Má Fé

Não. Eu já disse mil vezes, e vou dizer mais mil se for necessário: eu não sou um charlatão. Os senhores me desculpem, eu desconheço a definição legal de “charlatanismo”; mas em termos de moral, do que é certo e do que é errado, não tenho dúvidas de que essas acusações são infundadas.
Digam-me: pergunta-se a todos os médicos que intenções os levaram ao juramento hipocrático? Quantos, imaginem, não o fazem também por dinheiro? Ou por status? Não existem essas “dinastias”, vamos dizer, em que o ofício passa de pai para filho com a maior naturalidade? A intenção é irrelevante. Ninguém questiona a de um médico em sua profissão, desde que ele possua as credenciais necessárias e seja competente no que faz.
Por que a comparação não seria válida? Eu sou o primeiro a reconhecer que a astrologia é uma pseudociência (do contrário nós nem estaríamos aqui, não é verdade?), mas o meu argumento se mantém: é absurdo que se use a opinião pessoal de um profissional como critério para desqualificar sua conduta ética.
Não é cabível tampouco levar em consideração apenas um ou dois testemunhos escolhidos a dedo, com todo o respeito. Via de regra, os clientes não mudam suas convicções de uma visita a outra: os céticos, claro, tendem sempre a atribuir qualquer eventual acerto a mera casualidade; os crentes, por outro lado, antes deformam a visão que têm de si mesmos do que suas crenças.
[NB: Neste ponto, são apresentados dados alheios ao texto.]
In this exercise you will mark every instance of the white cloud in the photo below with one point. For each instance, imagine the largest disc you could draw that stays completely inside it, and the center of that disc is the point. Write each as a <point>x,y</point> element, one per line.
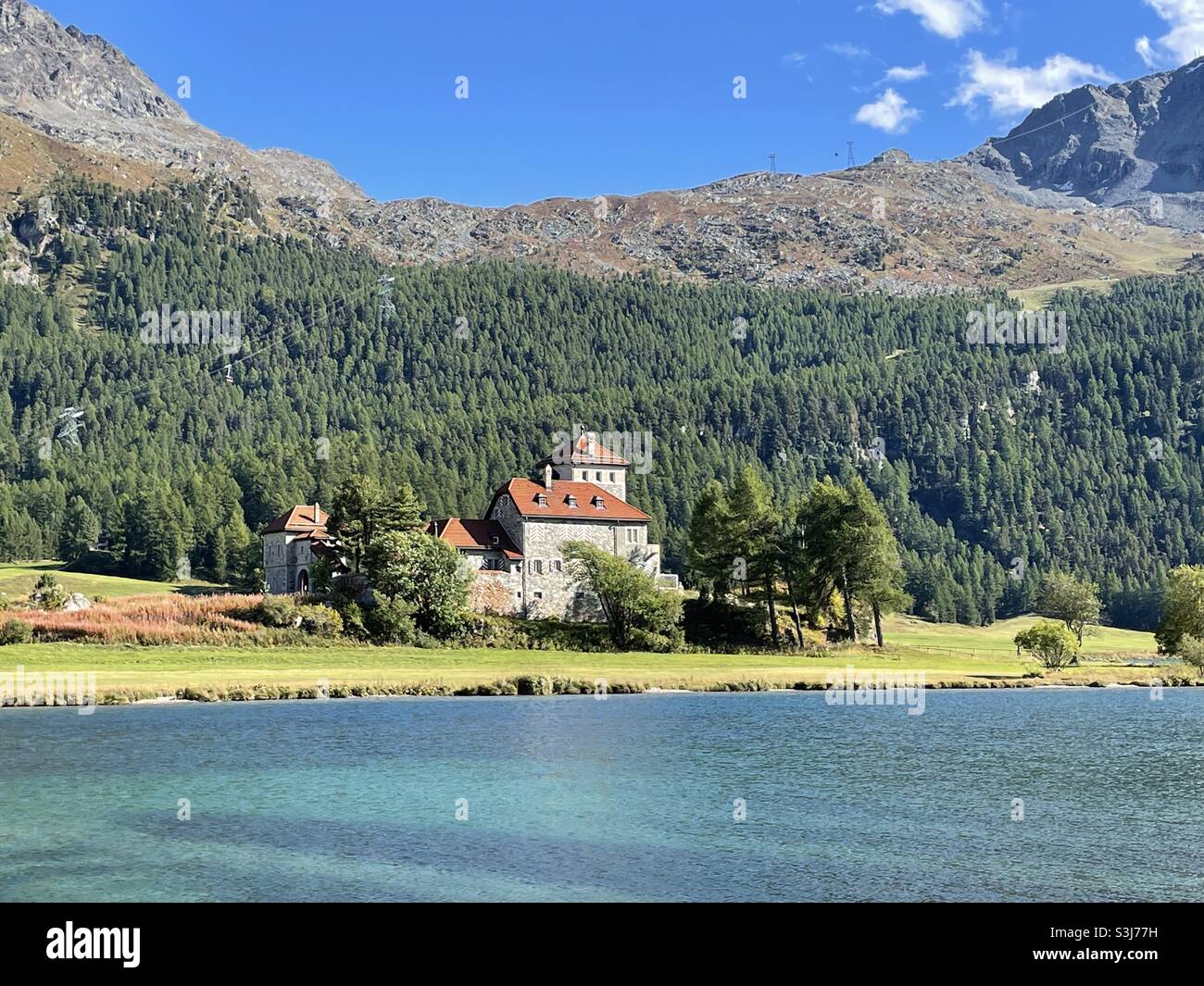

É justo (e lógico) dizer que nós raramente somos procurados por aqueles que entendem, eles próprios, da disciplina.
O que os senhores precisam aceitar é que a astrologia é um sistema de conhecimento muito bem definido, por arbitrários e irracionais que sejam seus preceitos. Ainda que um verdadeiro vigarista saiba sempre se expressar de forma dúbia a fim de mascarar seu embuste, existe, por exemplo, um modo certo de se interpretar cada elemento de um mapa astral. É possível estabelecer, de forma plenamente objetiva, o quão capacitado um astrólogo é; nesse sentido, a justiça faria melhor em acusar esses pastores que andam por aí criando e recriando seus próprios dogmas.
Se bem que os parâmetros da acusação pareçam variar de caso a caso, não é mesmo?
Enfim, para concluir, gostaria de dizer que minha consciência permanece imaculada. É verdade, sim, que eu considero a astrologia um monte de bobagens sem fundamento, não me envergonho de repeti-lo; a questão é que eu passei anos de minha vida estudando esse besteirol (visando, sim, o lucro; quem dos senhores nunca houver cedido à ganância que atire a primeira pedra), e penso ser o maior especialista no assunto da região, senão de todo o país. Muitos de meus “colegas” entram para a profissão porque acreditam piamente ter um dom: agem por instinto, ignoram regras, e ainda assim são deixados em paz para trabalhar; mas entre um cético qualificado e um assecla incompetente, eu devo lhes perguntar, quem de fato é o charlatão?